Book Report: The Lovely Bones by Alice Sebold

The Lovely BonesThe Lovely Bones by Alice Sebold

My rating: 5 of 5 stars

I wish that Amazon would let us give one book a year a sixth star to denote how special that book is; this is that book this year, this decade. This book is good, real good, Lonesome Dove good, Terms of Endearment good.

This review has some spoilers – but not complete. Be careful – don’t read the review – just go read the book.

Susie Salmon is, was, a fourteen year old girl who was raped, murdered, and dismembered just before Christmas 1973 – that is not a plot spoiler, it is the first sentence of the book. Susie is telling her story from her heaven – everyone has their own heaven. She tells the story of her murder; she watches her murderer; she watches her family and friends.

This novel is the story of those people she watches and the effect that her death has on others. When someone asks Susie’s mother what her daughter’s name was she responds “‘Susie’, my mother said, bracing up under the weight of it a weight that she naively hoped might lighten someday, not knowing that it would only go on to hurt in new and varied ways for the rest of her life.” [p 3] We see these changes as they continue to have different effects on everyone she knew. Watching her parents she sees that “[f]or three nights he hadn’t known how to touch my mother or what to say. Before, they had never found themselves broken together. Usually, it was one needing the other but not both needing each other, and so there had been a way, by touching, to borrow from the stronger one’s strength.”[p 16]

A second story line is the search for Susie’s killer – Mr Harvey – who for most of the novel is hiding in plain sight. Her father has suspicions but the police can not act on them, so Susie’s sister breaks into the house trying to help. Here we see the two story lines weave together; identifying the killer might provide some closure: “She knew that our father had walked into the cornfield possessed by something that was creeping into her now. She had wanted to bring back clues he could use as rungs to climb back to her on, to anchor him with facts, to ballast his sentences to Len [police detective]. Instead she saw herself falling after him into a bottomless pit.” [p 176].

The third story line is Susie’s coming to grip with her heaven and how she can move on. “I did begin to wonder what the word heaven meant.I thought, if this were heaven, truly heaven, it would be where my grandparents lived… ‘You can have that,’ Franny [Susie’s heaven advisor] said to me. ‘Plenty of people do.’ ‘How to you make the switch?’I asked. ‘It’s not as easy as you might think’ she said. ‘You have to stop desiring certain answers.’ ‘I don’t get it.’ ‘If you stop asking why you were killed instead of someone else, stop investigating the vacuum left by your loss, stop wondering what everyone left on Earth is feeling.’ she said, ‘you can be free.
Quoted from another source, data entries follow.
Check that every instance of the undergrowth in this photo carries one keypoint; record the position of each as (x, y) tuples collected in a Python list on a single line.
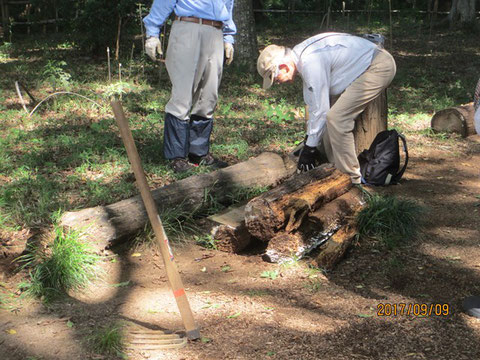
[(109, 340), (389, 219), (67, 265)]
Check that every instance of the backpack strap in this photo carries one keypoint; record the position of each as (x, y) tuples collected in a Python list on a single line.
[(400, 173)]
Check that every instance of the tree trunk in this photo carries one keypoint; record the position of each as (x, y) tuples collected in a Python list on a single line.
[(4, 25), (246, 48), (106, 225), (462, 13), (285, 206), (370, 122), (459, 120)]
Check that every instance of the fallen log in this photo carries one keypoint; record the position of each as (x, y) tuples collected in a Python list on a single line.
[(316, 230), (459, 120), (284, 207), (110, 224), (229, 231)]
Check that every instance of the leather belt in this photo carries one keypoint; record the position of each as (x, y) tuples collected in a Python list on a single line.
[(214, 23)]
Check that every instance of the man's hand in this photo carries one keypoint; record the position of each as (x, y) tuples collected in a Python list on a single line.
[(152, 47), (308, 159), (228, 53)]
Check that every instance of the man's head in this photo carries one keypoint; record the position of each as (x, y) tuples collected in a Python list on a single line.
[(275, 64)]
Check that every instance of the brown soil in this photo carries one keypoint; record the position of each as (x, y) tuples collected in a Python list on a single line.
[(300, 314)]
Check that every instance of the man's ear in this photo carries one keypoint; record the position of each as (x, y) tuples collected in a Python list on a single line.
[(283, 67)]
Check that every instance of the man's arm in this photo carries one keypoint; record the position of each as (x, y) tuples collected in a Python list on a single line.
[(316, 90), (159, 12), (229, 28)]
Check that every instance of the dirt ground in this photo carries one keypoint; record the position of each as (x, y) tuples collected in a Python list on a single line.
[(301, 314)]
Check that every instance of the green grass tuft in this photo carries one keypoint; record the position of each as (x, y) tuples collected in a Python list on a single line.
[(67, 265), (109, 340), (389, 219)]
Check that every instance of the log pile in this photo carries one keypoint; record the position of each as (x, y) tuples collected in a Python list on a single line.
[(105, 226), (459, 120), (308, 211)]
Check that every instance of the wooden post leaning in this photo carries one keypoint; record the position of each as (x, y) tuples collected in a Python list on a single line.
[(167, 255)]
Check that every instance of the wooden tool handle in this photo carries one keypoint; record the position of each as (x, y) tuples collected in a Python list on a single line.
[(167, 255)]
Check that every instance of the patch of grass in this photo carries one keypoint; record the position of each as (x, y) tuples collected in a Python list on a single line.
[(109, 340), (389, 219), (68, 264)]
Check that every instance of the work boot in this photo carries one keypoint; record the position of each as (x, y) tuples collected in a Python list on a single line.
[(181, 165), (207, 160)]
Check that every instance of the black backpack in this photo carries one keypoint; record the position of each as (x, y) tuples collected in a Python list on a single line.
[(380, 164)]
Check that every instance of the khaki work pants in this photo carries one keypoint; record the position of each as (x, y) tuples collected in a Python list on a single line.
[(194, 63), (338, 138)]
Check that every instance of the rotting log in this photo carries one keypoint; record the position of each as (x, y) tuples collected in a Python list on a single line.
[(316, 230), (285, 206), (459, 120), (335, 248), (107, 225), (229, 231)]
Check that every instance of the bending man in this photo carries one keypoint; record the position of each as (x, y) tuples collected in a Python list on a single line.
[(200, 34), (331, 64)]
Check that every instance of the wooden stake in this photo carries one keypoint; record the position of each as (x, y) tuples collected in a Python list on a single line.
[(167, 255), (117, 49), (109, 70), (391, 25)]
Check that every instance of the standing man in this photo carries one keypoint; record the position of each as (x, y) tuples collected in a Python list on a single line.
[(331, 64), (201, 33)]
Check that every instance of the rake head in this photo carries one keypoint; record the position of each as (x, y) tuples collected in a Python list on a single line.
[(138, 338)]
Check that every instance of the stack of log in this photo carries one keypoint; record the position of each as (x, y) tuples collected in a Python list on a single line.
[(306, 211), (309, 211)]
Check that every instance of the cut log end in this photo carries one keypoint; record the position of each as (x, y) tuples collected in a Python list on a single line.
[(334, 249), (459, 120)]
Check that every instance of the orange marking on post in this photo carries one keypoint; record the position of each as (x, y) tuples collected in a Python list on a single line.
[(179, 292)]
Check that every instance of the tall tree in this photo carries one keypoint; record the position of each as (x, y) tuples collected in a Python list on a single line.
[(462, 12), (246, 48)]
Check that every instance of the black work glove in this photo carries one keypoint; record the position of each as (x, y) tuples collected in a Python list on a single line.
[(308, 159)]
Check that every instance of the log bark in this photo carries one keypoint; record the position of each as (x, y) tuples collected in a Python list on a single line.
[(285, 206), (229, 230), (110, 224), (334, 249), (458, 120), (320, 226)]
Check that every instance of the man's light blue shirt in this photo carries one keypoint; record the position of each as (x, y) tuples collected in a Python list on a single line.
[(219, 10), (328, 64)]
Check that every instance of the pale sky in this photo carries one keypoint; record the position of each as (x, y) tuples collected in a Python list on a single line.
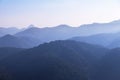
[(46, 13)]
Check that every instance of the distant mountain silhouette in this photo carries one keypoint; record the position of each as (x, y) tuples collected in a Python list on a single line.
[(62, 32), (12, 41), (12, 30), (58, 60)]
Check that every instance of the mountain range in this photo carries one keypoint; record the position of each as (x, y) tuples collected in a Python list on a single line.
[(107, 33), (57, 60)]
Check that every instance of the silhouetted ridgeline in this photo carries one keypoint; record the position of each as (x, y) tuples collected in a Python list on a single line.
[(58, 60)]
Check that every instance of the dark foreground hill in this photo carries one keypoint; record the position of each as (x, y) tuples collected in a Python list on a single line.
[(109, 66), (58, 60)]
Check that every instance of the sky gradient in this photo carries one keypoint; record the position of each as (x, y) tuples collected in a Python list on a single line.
[(46, 13)]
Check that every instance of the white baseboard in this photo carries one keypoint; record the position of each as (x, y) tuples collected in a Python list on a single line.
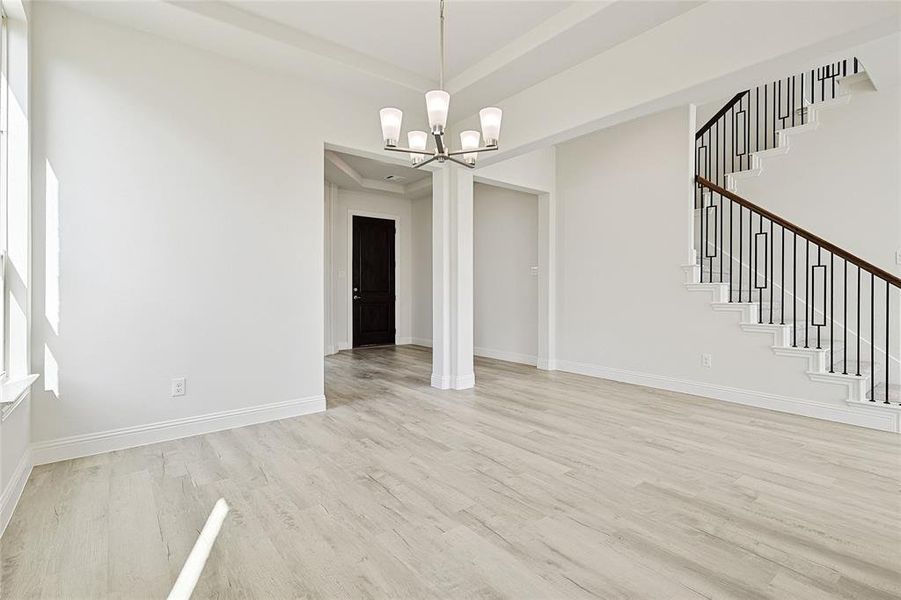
[(525, 359), (862, 416), (442, 382), (141, 435), (547, 364), (13, 490), (464, 382)]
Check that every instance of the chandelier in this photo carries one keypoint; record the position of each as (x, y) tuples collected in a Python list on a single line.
[(437, 103)]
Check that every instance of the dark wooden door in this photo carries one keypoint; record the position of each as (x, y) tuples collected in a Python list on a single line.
[(373, 281)]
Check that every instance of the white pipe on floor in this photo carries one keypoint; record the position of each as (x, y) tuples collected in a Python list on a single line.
[(193, 567)]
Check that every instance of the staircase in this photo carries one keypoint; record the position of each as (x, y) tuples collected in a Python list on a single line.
[(818, 301)]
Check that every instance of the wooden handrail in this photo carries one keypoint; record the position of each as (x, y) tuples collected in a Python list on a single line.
[(861, 263), (720, 113)]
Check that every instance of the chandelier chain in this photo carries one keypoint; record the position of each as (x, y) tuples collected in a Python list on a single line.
[(441, 68)]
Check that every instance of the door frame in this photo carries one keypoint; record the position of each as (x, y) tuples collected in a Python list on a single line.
[(348, 289)]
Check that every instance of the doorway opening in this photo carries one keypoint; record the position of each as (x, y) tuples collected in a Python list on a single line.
[(373, 280)]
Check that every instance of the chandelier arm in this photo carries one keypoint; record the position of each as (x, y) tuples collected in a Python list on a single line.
[(425, 162), (460, 162), (441, 72), (473, 150), (440, 148), (409, 150)]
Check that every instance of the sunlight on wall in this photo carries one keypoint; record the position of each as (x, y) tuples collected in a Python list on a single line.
[(51, 268), (18, 338), (17, 191), (51, 372)]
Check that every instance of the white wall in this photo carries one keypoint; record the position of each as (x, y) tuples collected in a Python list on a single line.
[(191, 231), (631, 79), (421, 322), (15, 419), (505, 289), (380, 205), (842, 180), (624, 200)]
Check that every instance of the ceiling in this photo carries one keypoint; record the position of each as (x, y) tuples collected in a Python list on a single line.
[(358, 173), (405, 33), (387, 50)]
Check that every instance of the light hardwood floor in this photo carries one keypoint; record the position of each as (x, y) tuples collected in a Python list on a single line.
[(532, 485)]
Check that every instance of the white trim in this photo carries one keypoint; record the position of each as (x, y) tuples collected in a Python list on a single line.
[(13, 491), (525, 359), (349, 280), (859, 415), (464, 382), (140, 435), (442, 382)]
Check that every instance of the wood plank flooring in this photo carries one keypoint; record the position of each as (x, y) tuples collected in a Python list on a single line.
[(532, 485)]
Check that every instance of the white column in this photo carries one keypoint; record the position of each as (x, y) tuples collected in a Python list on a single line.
[(547, 270), (452, 278)]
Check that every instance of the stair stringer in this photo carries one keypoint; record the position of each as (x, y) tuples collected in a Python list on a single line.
[(817, 367)]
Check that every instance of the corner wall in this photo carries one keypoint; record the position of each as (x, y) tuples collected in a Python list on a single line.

Simply put, you have to give up on Earth.’ This seemed impossible to me.” [p 116] She slowly learns to let go but is still connected “I could trace how one thing – my death – connected these images to a single source. Now one could have predicted how my loss would change small moments on earth. But I held on to those moments, hoarded them. None of them were lost as long as I was watching.” [p 226]

This magnificent novel takes a horrific murder and shows the pain and grief it causes and the changes it has on her family and her friends. In the final part of the novel we see if she can pull away in order to let her family grow and move on, without forgetting. How can the family move on without real closure on Susie’s death? And we finally see the meaning of the title “the lovely bones” pulls it all together. We also watch her killer move on through his life.

Susie tells her story in simple declarative statements – like a 14 year old girl; it is wonderful how rich a story of relationships and desire can be told through this mechanism.

The author, Alice Sebold, was a rape victim in college and wrote about it in her book “Lucky” – the title is the term the detective used to explain that the rape could have been worse, the rapist normally killed his victims. So obviously this story has that layer of truth behind it.

Are these family relations really what it is like when a young child is killed? I don’t know; it seams true, but I don’t know. I know three families – good college friends all – who have lost a child. I see the hardship from the outside but can’t really imagine the difficulty in their lives; I can’t come close to understanding it. But because of Ms Sebold’s experience I don’t think this novel is gratuitous – I can imagine it could be true – not real (factual), but true. That is the highest praise fiction can receive.